Members of Unifor MWF 1 have voted to reject a tentative agreement with Irving Shipbuilding by 75 per cent after eight months of tense negotiations in Halifax.
“This is not just about economics, it’s about respect for workers and fixing the workplace for members and they are clearly sending a strong message to Irving today,” said Jerry Dias, Unifor National President.
The four-year tentative agreement that was rejected included increases of 1.5 per cent per year, for the next four years but the employer refused to move on providing any sick days for workers, despite the fact that managers at Irving Shipbuilding are entitled to paid sick leave.
Unifor MWF 1 has served the employer with 48-hour strike notice on behalf of members who proudly build Canadian Navy vessels as part of a multi-billion-dollar federal contract awarded to the Halifax Shipyard in 2011.
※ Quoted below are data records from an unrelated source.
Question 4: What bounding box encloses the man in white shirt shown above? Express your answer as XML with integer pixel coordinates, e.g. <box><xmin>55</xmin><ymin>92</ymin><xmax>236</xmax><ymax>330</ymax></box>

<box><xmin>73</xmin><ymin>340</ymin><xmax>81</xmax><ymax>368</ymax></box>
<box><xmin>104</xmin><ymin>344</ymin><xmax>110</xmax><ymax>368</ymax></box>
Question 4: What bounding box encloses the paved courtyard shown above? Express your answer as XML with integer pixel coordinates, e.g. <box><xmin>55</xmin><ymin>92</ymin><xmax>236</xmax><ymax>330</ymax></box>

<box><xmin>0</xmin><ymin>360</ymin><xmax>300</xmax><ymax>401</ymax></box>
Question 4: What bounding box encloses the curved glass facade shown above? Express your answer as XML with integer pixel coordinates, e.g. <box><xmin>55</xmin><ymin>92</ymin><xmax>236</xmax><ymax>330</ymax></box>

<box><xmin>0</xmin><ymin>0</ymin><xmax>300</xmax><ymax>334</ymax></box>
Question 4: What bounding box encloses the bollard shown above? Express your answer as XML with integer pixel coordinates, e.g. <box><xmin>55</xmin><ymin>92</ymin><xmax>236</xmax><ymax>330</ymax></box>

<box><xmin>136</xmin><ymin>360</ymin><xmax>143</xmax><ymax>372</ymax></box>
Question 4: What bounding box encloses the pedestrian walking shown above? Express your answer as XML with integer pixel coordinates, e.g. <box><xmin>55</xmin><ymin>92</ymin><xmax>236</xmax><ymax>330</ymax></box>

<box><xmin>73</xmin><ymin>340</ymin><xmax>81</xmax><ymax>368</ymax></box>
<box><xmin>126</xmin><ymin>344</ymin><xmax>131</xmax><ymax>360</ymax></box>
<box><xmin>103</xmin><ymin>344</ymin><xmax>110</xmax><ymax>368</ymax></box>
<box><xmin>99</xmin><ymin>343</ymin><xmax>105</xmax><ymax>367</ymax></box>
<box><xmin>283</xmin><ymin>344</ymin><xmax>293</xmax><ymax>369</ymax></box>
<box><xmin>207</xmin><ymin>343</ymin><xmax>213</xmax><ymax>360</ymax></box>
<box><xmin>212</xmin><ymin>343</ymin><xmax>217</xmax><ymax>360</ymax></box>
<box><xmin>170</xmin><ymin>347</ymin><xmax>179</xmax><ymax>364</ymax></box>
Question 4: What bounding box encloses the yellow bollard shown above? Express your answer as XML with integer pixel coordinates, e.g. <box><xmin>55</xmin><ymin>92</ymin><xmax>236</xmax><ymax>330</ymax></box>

“Obviously our members have been frustrated, and we have seen unacceptable levels of workers being disciplined needlessly, and what was on the table in the tentative settlement did not go far enough to address the members’ issues in the workplace,” said Adam Hersey, Business Agent for Unifor Local MWF 1, which represents more than 800 shipyard workers.
Hersey said the bargaining committee negotiated the best deal they could achieve with Irving Shipbuilding, short of going on strike.
Now, picket lines are expected to go up Saturday at 9:00 am and Hersey, the union’s spokesperson will be available for further comment, on Barrington Street, Halifax outside the shipyard.
Unifor is Canada’s largest union in the private sector, representing 315,000 workers in every major area of the economy. The union advocates for all working people and their rights, fights for equality and social justice in Canada and abroad, and strives to create progressive change for a better future.